New Zealand’s largest milk processor, Fonterra, racked up after-tax losses of NZ$196m (€110m) for its 2017-18 financial year to the end of July.

The world’s largest processor reported a 22% decline in earnings (EBIT) to NZ$902m (€508m), while net debt in the business increased 11% in the year to NZ$6.2bn (€3.5bn).

This leaves the business highly leveraged with a net debt to earnings ratio of 4.5 times.

Sales for the year increased by 6% to NZ$20bn (€11.5bn), although sales volumes were down 3% in the year.

The principal reasons for the heavy financial losses are a result of two exceptional charges against the dairy co-op, including a once-off €106m payment to Danone and a NZ$405m (€230m) write down of the value of Fonterra’s investment in an 18% shareholding in Beingmate, the Chinese infant formula company.

However, excluding these exceptional charges, underlying profits in Fonterra still collapsed by more than half (-51%) to NZ$382 (€215m), illustrating the deeper lying problems in the business.

Mile Hurrell, who was recently appointed as the new chief executive at Fonterra, said there were four main reasons for this decline in profits.

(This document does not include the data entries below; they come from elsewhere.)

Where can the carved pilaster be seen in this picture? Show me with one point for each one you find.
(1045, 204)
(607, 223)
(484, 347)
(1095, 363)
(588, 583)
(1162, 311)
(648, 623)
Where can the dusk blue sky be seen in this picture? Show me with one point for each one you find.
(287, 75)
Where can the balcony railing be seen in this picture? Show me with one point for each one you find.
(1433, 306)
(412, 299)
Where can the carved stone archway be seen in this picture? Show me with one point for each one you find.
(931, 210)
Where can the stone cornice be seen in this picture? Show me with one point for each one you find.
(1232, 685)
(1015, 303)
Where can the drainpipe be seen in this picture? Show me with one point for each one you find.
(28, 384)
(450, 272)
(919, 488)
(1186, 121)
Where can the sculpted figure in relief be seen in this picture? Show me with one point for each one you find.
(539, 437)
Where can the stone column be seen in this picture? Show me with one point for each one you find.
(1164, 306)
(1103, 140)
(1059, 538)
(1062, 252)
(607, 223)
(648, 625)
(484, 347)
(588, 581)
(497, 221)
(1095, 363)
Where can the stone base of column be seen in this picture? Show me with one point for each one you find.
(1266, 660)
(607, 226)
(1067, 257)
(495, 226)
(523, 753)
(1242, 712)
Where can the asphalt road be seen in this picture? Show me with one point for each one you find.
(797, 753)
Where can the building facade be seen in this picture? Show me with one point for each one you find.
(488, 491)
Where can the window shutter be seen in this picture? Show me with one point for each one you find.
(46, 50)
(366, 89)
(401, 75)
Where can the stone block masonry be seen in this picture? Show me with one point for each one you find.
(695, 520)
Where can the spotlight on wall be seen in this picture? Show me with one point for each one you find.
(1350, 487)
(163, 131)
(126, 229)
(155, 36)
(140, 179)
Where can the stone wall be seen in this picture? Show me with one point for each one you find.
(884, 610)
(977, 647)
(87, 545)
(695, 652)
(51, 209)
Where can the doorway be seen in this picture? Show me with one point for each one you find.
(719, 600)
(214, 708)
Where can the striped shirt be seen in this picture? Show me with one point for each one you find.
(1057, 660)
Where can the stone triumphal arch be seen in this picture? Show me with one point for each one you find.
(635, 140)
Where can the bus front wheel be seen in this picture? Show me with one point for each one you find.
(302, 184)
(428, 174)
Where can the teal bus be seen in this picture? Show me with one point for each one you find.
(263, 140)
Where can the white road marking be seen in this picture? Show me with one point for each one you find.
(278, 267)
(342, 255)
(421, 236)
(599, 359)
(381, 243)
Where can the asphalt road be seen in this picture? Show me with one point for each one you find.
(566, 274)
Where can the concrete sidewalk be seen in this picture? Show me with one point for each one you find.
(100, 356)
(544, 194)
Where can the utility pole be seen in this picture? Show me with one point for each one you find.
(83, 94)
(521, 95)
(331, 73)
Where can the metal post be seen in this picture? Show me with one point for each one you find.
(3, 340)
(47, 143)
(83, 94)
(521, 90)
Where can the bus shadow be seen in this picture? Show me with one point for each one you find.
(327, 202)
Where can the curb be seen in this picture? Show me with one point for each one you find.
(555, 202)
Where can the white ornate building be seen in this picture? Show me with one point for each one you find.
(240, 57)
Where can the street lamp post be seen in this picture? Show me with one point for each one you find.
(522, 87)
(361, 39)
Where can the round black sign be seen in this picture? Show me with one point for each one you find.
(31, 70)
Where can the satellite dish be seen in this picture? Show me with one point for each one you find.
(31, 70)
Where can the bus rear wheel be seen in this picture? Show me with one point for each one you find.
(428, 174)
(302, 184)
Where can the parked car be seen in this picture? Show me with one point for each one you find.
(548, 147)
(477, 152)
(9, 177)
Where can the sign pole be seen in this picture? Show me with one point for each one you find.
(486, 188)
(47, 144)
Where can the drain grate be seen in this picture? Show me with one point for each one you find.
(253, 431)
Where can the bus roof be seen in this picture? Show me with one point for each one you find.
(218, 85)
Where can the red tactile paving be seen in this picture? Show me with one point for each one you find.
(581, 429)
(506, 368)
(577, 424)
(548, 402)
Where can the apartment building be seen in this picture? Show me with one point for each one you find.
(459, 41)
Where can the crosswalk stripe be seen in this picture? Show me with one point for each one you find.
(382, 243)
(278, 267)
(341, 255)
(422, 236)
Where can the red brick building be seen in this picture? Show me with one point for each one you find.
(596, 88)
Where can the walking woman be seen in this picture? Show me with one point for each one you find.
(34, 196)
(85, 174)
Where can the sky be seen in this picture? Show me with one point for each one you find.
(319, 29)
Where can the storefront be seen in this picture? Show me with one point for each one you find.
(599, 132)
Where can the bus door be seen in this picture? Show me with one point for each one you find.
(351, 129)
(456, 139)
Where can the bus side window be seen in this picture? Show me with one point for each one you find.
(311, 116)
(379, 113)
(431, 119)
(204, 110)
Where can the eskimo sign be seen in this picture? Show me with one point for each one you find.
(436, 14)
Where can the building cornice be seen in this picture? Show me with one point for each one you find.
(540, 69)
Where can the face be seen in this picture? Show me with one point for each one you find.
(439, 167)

“First, forecasting is never easy but ours proved to be too optimistic. Second, butter prices didn’t come down as we anticipated, which impacted our sales volumes and margins. Third, the increase in the forecast Farmgate Milk Price late in the season, while good for farmers, put pressure on our margins. And fourth, operating expenses were up in some parts of the business,” said Hurrell.